Step-3.5-Flash only supports reasoning mode. Enable the reasoning parser during deployment to separate the thinking and content sections:

sglang serve \
--model-path stepfun-ai/Step-3.5-Flash \
--tp 4 \
--ep 4 \
--reasoning-parser step3p5
from openai import OpenAI

client = OpenAI(
base_url="http://localhost:8000/v1",
api_key="EMPTY"
)

# Enable streaming to see the thinking process in real-time
response = client.chat.completions.create(
model="stepfun-ai/Step-3.5-Flash",
messages=[
{"role": "user", "content": "Solve this problem step by step: What is 15% of 240?"}
],
temperature=0.7,
max_tokens=2048,
stream=True
)

# Process the stream
has_thinking = False
has_answer = False
thinking_started = False

for chunk in response:
if chunk.choices and len(chunk.choices) > 0:
delta = chunk.choices[0].delta

# Print thinking process
if hasattr(delta, 'reasoning_content') and delta.reasoning_content:
if not thinking_started:
print("=============== Thinking =================", flush=True)
thinking_started = True
has_thinking = True
print(delta.reasoning_content, end="", flush=True)

# Print answer content
if delta.content:
# Close thinking section and add content header
if has_thinking and not has_answer:
print("\n=============== Content =================", flush=True)
has_answer = True
print(delta.content, end="", flush=True)

print()

Output Example:

=============== Thinking =================
We are asked: "What is 15% of 240?" We need to solve step by step.

Step 1: Understand that "15% of 240" means we need to calculate 15 percent of 240. In mathematical terms, it is (15/100) * 240.

Step 2: Simplify the calculation.
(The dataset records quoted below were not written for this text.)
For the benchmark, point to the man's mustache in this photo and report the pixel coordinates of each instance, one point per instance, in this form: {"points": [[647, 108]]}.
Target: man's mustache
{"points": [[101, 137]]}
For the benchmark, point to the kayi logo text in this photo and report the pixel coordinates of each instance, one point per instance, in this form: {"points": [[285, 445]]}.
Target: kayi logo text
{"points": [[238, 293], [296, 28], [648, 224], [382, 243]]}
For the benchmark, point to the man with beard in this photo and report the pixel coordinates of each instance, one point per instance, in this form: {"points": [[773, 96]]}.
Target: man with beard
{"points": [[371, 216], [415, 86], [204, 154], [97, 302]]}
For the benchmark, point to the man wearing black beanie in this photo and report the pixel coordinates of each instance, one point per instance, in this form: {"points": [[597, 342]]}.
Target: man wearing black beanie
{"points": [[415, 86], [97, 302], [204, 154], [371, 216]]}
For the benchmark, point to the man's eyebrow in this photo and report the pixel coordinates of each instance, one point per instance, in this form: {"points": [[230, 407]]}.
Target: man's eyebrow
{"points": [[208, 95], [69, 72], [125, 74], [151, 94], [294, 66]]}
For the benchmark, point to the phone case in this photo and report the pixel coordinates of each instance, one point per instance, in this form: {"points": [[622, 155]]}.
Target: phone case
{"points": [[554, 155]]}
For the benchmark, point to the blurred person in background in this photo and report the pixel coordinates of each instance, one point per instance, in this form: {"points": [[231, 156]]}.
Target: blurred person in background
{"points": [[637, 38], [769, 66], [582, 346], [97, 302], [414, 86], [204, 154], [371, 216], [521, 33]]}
We can compute 15% of 240 by first finding 10% of 240 and then 5% of 240, and adding them. Alternatively, we can multiply directly.

Method 1:
10% of 240 = 240 * 0.10 = 24.
5% is half of 10%, so 5% of 240 = 24 / 2 = 12.
Then 15% = 10% + 5% = 24 + 12 = 36.

Method 2: Direct multiplication: 15% = 15/100 = 0.15, so 0.15 * 240 = 36.
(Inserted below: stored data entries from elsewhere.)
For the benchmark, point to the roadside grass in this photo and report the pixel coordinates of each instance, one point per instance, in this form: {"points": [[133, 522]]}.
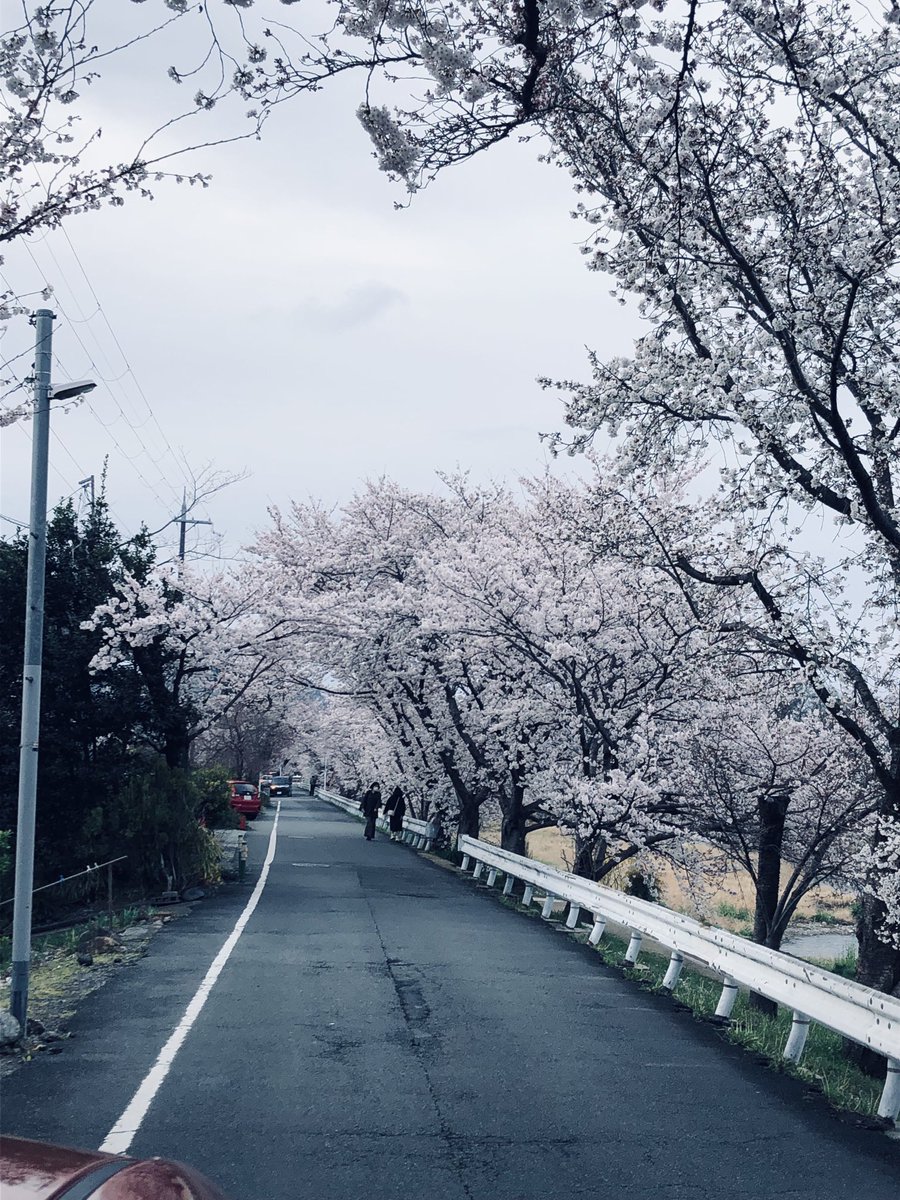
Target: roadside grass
{"points": [[823, 1066], [66, 940], [57, 981]]}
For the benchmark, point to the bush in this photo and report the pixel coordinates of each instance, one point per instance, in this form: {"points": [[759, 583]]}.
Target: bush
{"points": [[162, 811]]}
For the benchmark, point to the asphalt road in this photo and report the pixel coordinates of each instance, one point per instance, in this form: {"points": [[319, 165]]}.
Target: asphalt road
{"points": [[385, 1030]]}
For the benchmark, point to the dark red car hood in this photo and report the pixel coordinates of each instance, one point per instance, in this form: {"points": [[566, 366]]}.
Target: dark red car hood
{"points": [[37, 1170]]}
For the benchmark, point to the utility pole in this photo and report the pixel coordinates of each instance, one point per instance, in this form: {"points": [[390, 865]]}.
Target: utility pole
{"points": [[85, 484], [33, 663], [184, 522], [31, 672]]}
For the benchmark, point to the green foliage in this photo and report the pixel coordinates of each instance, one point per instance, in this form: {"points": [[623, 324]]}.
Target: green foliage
{"points": [[161, 809], [642, 883], [88, 727], [214, 796], [846, 965], [823, 1065]]}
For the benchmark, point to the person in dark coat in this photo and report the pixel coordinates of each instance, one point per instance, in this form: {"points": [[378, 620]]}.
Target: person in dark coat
{"points": [[370, 804], [396, 804]]}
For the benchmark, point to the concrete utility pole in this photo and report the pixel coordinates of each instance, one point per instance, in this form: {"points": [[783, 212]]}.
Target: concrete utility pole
{"points": [[184, 522], [31, 672], [33, 663]]}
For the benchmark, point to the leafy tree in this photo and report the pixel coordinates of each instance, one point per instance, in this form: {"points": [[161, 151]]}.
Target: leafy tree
{"points": [[739, 172], [87, 733]]}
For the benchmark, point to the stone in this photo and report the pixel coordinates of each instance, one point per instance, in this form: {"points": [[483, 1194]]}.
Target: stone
{"points": [[10, 1029], [103, 946]]}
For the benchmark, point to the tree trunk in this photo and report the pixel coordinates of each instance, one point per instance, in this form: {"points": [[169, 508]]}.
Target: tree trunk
{"points": [[877, 966], [178, 747], [773, 811], [513, 831], [469, 819]]}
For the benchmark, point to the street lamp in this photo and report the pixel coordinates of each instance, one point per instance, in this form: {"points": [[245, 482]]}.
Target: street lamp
{"points": [[34, 661]]}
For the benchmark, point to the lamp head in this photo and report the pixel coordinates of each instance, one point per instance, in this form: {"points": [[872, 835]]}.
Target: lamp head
{"points": [[69, 390]]}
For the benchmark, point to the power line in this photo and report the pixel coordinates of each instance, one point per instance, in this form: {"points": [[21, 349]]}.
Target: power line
{"points": [[109, 381]]}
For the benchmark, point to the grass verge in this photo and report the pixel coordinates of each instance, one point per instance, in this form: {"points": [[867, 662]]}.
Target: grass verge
{"points": [[823, 1066]]}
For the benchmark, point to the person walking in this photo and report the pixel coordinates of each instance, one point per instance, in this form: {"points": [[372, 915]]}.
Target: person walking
{"points": [[396, 804], [370, 804]]}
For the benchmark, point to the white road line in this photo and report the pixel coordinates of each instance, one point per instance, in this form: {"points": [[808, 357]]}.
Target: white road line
{"points": [[123, 1133]]}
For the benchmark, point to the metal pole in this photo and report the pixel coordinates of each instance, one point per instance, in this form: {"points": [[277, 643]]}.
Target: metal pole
{"points": [[31, 675], [183, 521]]}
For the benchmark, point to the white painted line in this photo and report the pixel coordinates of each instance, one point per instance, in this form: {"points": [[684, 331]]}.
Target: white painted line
{"points": [[121, 1135]]}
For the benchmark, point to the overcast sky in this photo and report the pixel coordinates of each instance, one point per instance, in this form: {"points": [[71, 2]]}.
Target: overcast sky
{"points": [[289, 322]]}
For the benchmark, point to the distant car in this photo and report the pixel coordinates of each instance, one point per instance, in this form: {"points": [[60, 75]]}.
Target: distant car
{"points": [[245, 798], [37, 1170]]}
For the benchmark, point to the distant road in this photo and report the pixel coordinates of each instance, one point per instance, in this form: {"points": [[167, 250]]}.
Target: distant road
{"points": [[384, 1031]]}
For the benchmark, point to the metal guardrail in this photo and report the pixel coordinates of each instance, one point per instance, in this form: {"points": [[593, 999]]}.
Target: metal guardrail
{"points": [[417, 833], [862, 1014]]}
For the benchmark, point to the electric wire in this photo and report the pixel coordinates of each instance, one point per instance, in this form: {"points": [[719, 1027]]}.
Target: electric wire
{"points": [[108, 381]]}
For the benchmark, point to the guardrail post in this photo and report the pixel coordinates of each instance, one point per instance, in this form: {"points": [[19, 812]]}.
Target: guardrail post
{"points": [[675, 970], [634, 947], [726, 1001], [889, 1105], [597, 933], [797, 1037]]}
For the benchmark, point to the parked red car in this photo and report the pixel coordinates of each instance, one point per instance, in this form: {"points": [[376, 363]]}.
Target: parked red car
{"points": [[37, 1170], [245, 798]]}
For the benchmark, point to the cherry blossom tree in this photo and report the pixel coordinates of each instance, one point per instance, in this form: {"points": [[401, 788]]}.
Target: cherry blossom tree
{"points": [[55, 60], [739, 175], [786, 801], [198, 645]]}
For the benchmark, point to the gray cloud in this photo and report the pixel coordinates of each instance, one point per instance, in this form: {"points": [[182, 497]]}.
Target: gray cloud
{"points": [[354, 309]]}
We can also compute fractionally: (15/100)*240 = (15*240)/100. 15*240 = 3600, divided by 100 gives 36.

Thus, the answer is 36.

We'll present the solution step by step.

=============== Content =================

To find 15% of 240, follow these steps:

1. **Convert the percentage to a decimal**:
\( 15\% = \frac{15}{100} = 0.15 \)

2. **Multiply by the number**:
\( 0.15 \times 240 = 36 \)

Alternatively, break it down:
- \( 10\% \text{ of } 240 = 240 \times 0.10 = 24 \)
- \( 5\% \text{ of } 240 = \frac{24}{2} = 12 \) (since 5% is half of 10%)
- \( 15\% = 10\% + 5\% = 24 + 12 = 36 \)

**Answer:** 36

4.2.2 Tool Calling

Step-3.5 supports tool calling capabilities. Enable the tool call parser:

Python Example:

Start sglang server:

sglang serve \
--model-path stepfun-ai/Step-3.5-Flash \
--tp 4 \
--ep 4 \
--reasoning-parser step3p5 \
--tool-call-parser step3p5
from openai import OpenAI
import json

client = OpenAI(
base_url="http://localhost:30000/v1",
api_key="EMPTY"
)

# 1. define tools
tools = [
{
"type": "function",
"function": {
"name": "get_weather",
"description": "Get the current weather for a location",
"parameters": {
"type": "object",
"properties": {
"location": {"type": "string", "description": "The city name"},
"unit": {"type": "string", "enum": ["celsius", "fahrenheit"], "description": "Temperature unit"}
},
"required": ["location"]
}
}
}
]

# 2. tool run
def get_weather(location, unit="celsius"):
return f"The weather in {location} is 22°{unit[0].upper()} and sunny."

# 3. send first request
print("--- Sending first request ---")
response = client.chat.completions.create(
model="stepfun-ai/Step-3.5-Flash",
messages=[
{"role": "user", "content": "What's the weather in Beijing?"}
],
tools=tools,
temperature=1.0,
stream=False
)

message = response.choices[0].message

# 4. Handle Reasoning Content
reasoning = getattr(message, 'reasoning_content', None)
if reasoning:
print("=============== Thinking =================")
print(reasoning)
print("==========================================")

# 5. Handle Tool Calls
if message.tool_calls:
print("\n🔧 Tool Calls detected:")
history_messages = [
{"role": "user", "content": "What's the weather in Beijing?"},
message
]

for tool_call in message.tool_calls:
print(f" Tool: {tool_call.function.name}")
print(f" Args: {tool_call.function.arguments}")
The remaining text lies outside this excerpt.